Homemade Hot Cross Buns

So these buns take a bit of effort, which can be hard to justify when hot cross buns can be purchased pretty much anywhere for about 60 cents a pop. (And who doesn't love those half-dozen hot cross buns that you buy at the supermarket that stay soft for weeks).

But these buns are worth the effort just for the smell of having them baking throughout the house. Unfortunately they don't stay soft for weeks, so eat them immediately (or freeze them and enjoy them for longer).


160g (1 cup) raisins
115g (3/4 cup) currants
50g mixed fruit peel
Grated zest of 1orange
100ml fresh orange juice
1 tablespoon (15g) dried yeast
60ml (1/4 cup) warm water
185mL (3/4 cup) warm milk
1 teaspoon vanilla extract
125g melted unsalted butter
90g (1/2cup) brown sugar
1 tsp cinnamon
1 tsp ground nutmeg
625g (5 cups) plain flour, sifted
1 teaspoon allspice
3 eggs
1 teaspoon salt
60g (1/2 cup) plain flour (extra)

Glaze:
115g (1/2cup) caster sugar


Soak the raisins (roughly chopped), currants & orange zest in the orange juice overnight.

Combine the yeast, warm water and a pinch of sugar in a bowl. Whisk and set aside for 15 minutes to go frothy (to make sure yeast is active). 

Combine the melted butter, vanilla extract, brown sugar, warm milk, cinnamon and nutmeg in a large bowl (e.g. mixmaster). Combine the sifted flour with the allspice. Stir the yeast mixture and 3 cups of the flour into the milk mixture. Beat to combine. Add the eggs, one at a time then mix in the remaining flour, salt and mixed fruit (including fruit peel).

Beat for 10 minutes using a dough hook, or knead by hand for 5-8 minutes (the mixture will become tacky). Set aside in a well oiled bowl for 1 hour.

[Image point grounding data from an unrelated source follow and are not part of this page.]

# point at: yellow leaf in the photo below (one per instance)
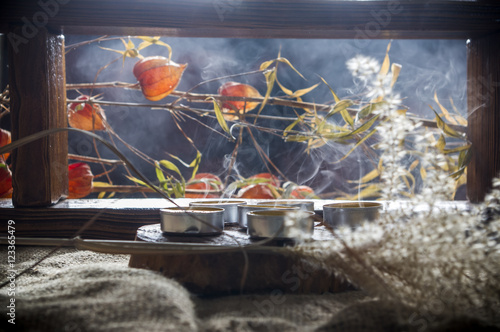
(356, 145)
(367, 177)
(446, 114)
(395, 69)
(445, 128)
(220, 116)
(386, 64)
(285, 90)
(284, 60)
(441, 143)
(266, 64)
(337, 99)
(99, 184)
(301, 92)
(413, 165)
(270, 79)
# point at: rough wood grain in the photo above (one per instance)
(264, 19)
(483, 98)
(219, 274)
(38, 102)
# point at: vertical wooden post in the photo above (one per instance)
(483, 94)
(38, 102)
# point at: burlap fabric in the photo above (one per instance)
(85, 291)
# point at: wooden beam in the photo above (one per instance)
(260, 19)
(483, 99)
(38, 102)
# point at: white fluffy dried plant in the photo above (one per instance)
(422, 253)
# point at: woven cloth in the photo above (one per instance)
(84, 291)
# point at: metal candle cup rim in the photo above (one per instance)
(244, 209)
(230, 207)
(183, 220)
(218, 202)
(290, 202)
(353, 205)
(271, 223)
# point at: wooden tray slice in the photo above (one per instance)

Divide the mixture into 12 pieces. Roll each piece into a small ball and place on a well oiled tray. Set aside in a warm spot for another 30 minutes to rise.

To make the cross: mix together the extra 1/2cup of plain flour with 1/2cup of water to make a thick paste. Pipe onto the buns.

Place in a preheated oven (170 degrees) for 35-40 minutes.

To make the glaze, combine the sugar with ½ cup of water in a saucepan and boil until dissolved. 

Brush the buns with the glaze for the last 5 minutes of baking time.